IL caso ChatGPT-KOKO:Le IA sono un valido aiuto in psicologia?
Nuova creazione dell’OpenAI è la ChatGPT, un modello di intelligenza artificiale. In soli cinque giorni più di cinque milioni di utenti si sono registrati per utilizzarla. I suoi campi di applicazione sono numerosi e fra questi spicca quello psicologico. Tuttavia non è sempre oro quel che luccica: vediamo insieme il caso Koko e quali sono le implicazioni etiche di utilizzare l’IA nel campo psicologico.
ChatGPT, l’IA alla portata di tutti
ChatGPT è catalogabile come un modello GPT-3, ovvero Generative Pre-trained Transformer 3. Detto in altre parole: è un modello di intelligenza artificiale che, sulla base di reti neurali, è in grado di analizzare un testo codificato.
Appartiene alla casa delle OpenAI (un’organizzazione che si occupa di ricerca sull’intelligenza artificiale con lo scopo di promuovere e sviluppare servizi a beneficio della popolazione) ed è stato condiviso con il popolo del web nel novembre del 2022. In pochissimo tempo è stato scaricato da milioni di utenti perchè vi si può accedere gratuitamente. Infatti basta solo iscriversi tramite, ad esempio, un account Google o Microsoft.
Infinite possibilità…
La ChatGPT è in grado di dare risultati spettacolari in qualsiasi campo di applicazione, il che spiega perchè è stata scaricata da così tanti utenti. Giusto per citarne alcuni:
- nel mondo musicale, è in grado di scrivere testo e accordi di una canzone e, se richiesto, di scriverli anche in base ad uno stile specifico
- nel cinema, riesce a strutturare la sceneggiatura di un film, anche in base al genere e seguendo lo stile di un determinato regista
- nell’ambito letterario può scrivere un intero romanzo, in quello artistico può dar vita ad un nuovo movimento artistico
La ChatGPT sa rispondere anche a richieste più assurde:
- cucinare piatti creativi con quel che si ha in frigo
- fare al posto tuo la lista della spesa
- creare piani nutrizionali personalizzati
- fare simulate del primo appuntamento
- scrivere la bio di siti di incontri, in primis Tinder
L’IA nella psicologia: il caso KOKO
Sono numerosi i campi di applicazione dell’IA nel mondo della psicologia, sia ad esempio per fare psicoeducazione (qui) sia per dare supporto psicologico, o recentemente, anche nel campo del recruitment (qui).
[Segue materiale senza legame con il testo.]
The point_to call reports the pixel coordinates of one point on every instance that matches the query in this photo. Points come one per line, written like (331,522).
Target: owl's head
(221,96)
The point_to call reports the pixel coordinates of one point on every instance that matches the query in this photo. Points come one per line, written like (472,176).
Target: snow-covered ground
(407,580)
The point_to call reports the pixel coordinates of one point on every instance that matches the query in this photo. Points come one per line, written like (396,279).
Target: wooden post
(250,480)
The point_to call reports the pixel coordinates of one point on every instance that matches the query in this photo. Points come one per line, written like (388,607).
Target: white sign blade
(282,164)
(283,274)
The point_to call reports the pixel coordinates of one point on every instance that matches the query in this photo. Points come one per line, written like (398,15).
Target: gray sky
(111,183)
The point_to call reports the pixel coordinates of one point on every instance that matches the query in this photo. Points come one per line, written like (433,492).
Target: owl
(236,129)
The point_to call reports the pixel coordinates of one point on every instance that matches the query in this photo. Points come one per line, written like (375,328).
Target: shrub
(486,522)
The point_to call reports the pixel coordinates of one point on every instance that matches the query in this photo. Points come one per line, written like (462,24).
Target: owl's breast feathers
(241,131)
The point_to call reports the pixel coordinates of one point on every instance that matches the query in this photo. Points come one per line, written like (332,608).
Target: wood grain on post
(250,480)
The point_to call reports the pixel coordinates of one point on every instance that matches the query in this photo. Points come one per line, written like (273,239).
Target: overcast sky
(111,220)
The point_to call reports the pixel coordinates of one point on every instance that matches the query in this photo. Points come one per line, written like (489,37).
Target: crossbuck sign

Qui oggi parleremo di KOKO, una piattaforma psicologica no-profit il cui co-fondatore è Rob Morrison.
KOKO nasce per accogliere le richieste di aiuto psicologico che vengono gestite da volontari utilizzando app come Telegram e Discord. Il funzionamento è piuttosto semplice: l’utente scrive al bot KOKO e viene sottoposto ad una serie di domande a scelta multipla. Successivamente le sue risposte sono mandate, in modo anonimo, ai volontari, che sono persone reali.
Qual è stato il problema?
Il co-fondatore, con un messaggio su Twitter, ha raccontato che ha condotto un esperimento su 4000 persone secondo cui i volontari si sono serviti della chatGPT per scrivere le risposte, piuttosto che fare autonomamente. Questo non era stato preliminarmente comunicato agli utenti. Successivamente agli utenti è stato chiesto di esprimere un indice di gradimento in merito all’esperienza di supporto ricevuta. Gli utenti hanno valutato positivamente il supporto ottenuto, ma la loro opinione è variata quando gli è stato comunicato che le risposte ottenute erano state scritte da una IA.
Le critiche sono state numerose e mettono in luce soprattutto il tema dell’etica e del consenso informato.
E tu cosa ne pensi? Può essere un’intelligenza artificiale effettivamente di aiuto nella psicologia? Quanto siamo in grado, ad oggi, di distinguere una conversazione con una persona reale da una con una IA?